Ridings, C., & Gefen, D. (2004). Virtual Community Attraction: Why People Hang Out Online. Journal of Computer Mediated Communication, 10(1).

Having completed the readings have another look at the Wikipedia article on the subject. What do you think is wrong or missing with this article? Please post your responses to the blackboard discussion area. This will be the focus of the review of learning essay in Stage 6.
Wellman & Gulia wrote their article more than a decade ago when the World Wide Web was still in its infancy (and many of the works they reference were written before the World Wide Web was developed) , and Web 2.0 was not even thought of. How well do you think their arguments apply today?

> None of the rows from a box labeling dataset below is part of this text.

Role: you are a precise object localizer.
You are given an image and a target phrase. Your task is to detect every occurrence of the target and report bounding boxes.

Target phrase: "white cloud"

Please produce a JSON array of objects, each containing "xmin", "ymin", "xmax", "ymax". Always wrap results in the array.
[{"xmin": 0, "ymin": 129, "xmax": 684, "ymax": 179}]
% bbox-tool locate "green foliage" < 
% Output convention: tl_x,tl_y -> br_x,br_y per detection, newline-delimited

Once again post your responses to the blackboard discussion area.
It's difficult to say what hasn't already been said on Blackboard but I agree with what most people pointed out - that the focus of the Wikipedia article "Virtual Community" appears to be more on the virtual and less on the community.  As Wellman & Gulia say in the "Net Surfers" reading - "It is the relationship that is the important thing, and not the communication medium".  Considering they said that in 1997, it's not a new idea but the Wikipedia article seems to miss that.
With regard to Wellman & Gulia's own article - I think that many of the themes of this article still makes sense today but much has moved on, and I would actually question one or two points as being "true" even back then.  As a somewhat addicted IRC participant during much of the 1990's including the period this article was written, I take exception to the statement "Yet Net users usually trust strangers".  I don't recall this - if anything, we were all very wary of claims people were making about themselves. Privacy was a different thing back then. IRC allows everybody to use a nickname and nobody I met on IRC ever used their real name or gave away much more about themselves to strangers than "I live in Melbourne, Australia".  Of course, once we got to know people, many of whom knew each other IRL (in real life), we would share more - but trust was a very delicate thing and I think people are generally more likely to trust strangers now than they were back then.

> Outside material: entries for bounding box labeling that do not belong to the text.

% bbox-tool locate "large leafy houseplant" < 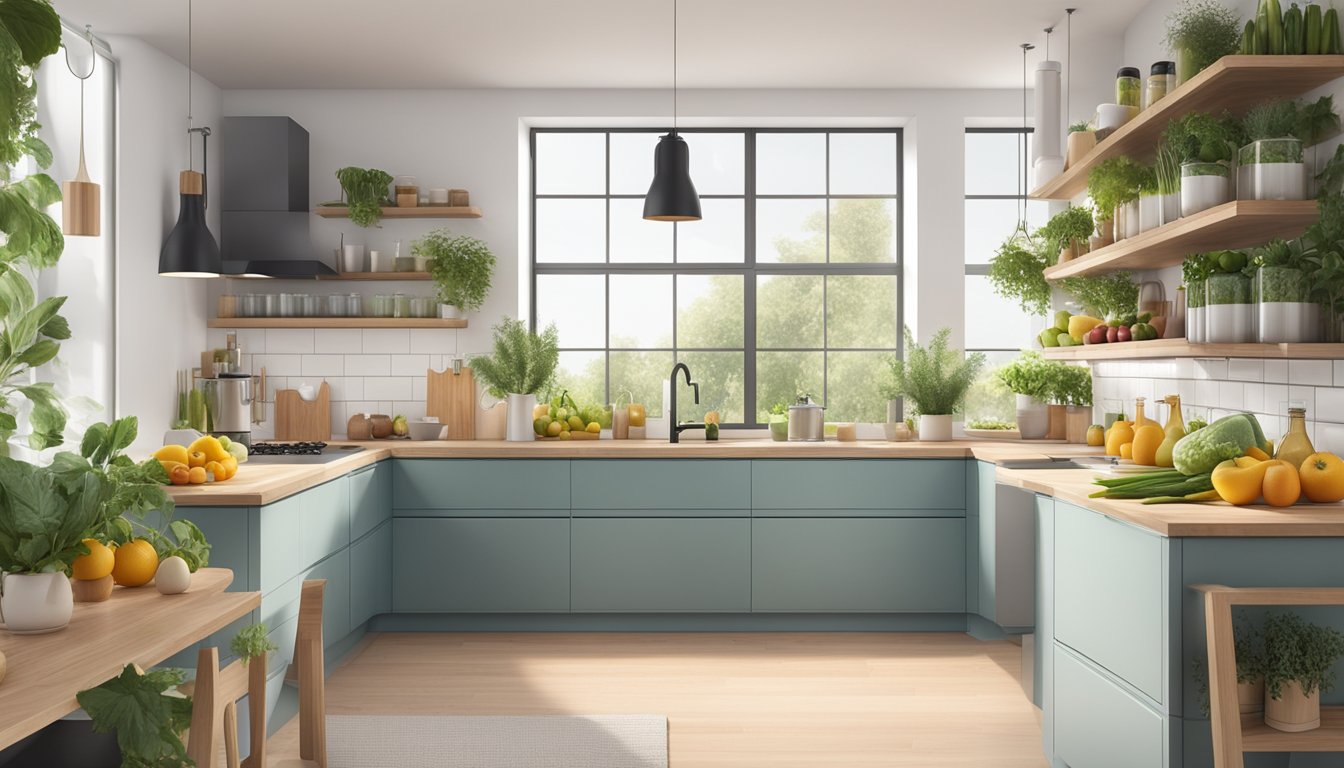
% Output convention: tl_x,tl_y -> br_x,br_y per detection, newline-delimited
891,328 -> 985,416
0,0 -> 70,456
411,229 -> 495,312
472,317 -> 560,397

Some of the things in the article that I think are no longer relevant:

- Overall the article implies a fairly clear divide between the online and offline worlds, which did indeed exist in 1997 but is not very clear any more.

- The statements "a survey of 'Web users' in Spring, 1995 found that women comprised less than one-fifth of their sample" and "about two-thirds of the sampled Web users had at least a university education, had an average household income of US$59,600, and three-quarters lived in North America" are obviously now incorrect.

- The statement "people are usually based at their home, the most local environment imaginable, when they connect with their virtual communities" is clearly not true any more, as people embrace mobile technologies.

However, I highlighted a couple of things that I think still make sense today:

- The authors suspicion that "as on-line communication becomes widely used and routinely accepted, the current fascination with it will decline sharply. It will be seen much as telephone contact is now and letter writing was in Jane Austen's time: a reasonable way to maintain strong and weak ties between people who are unable to have a face-to-face encounter just then" seems pretty accurate.

- The final statement - "scientists talk about the evolution of the information infrastucture, ... [we don't] talk about ... the technology.  We talk about ethics, law, policy and sociology .... It is a social invention" - seems to be more accurate than that Wikipedia article!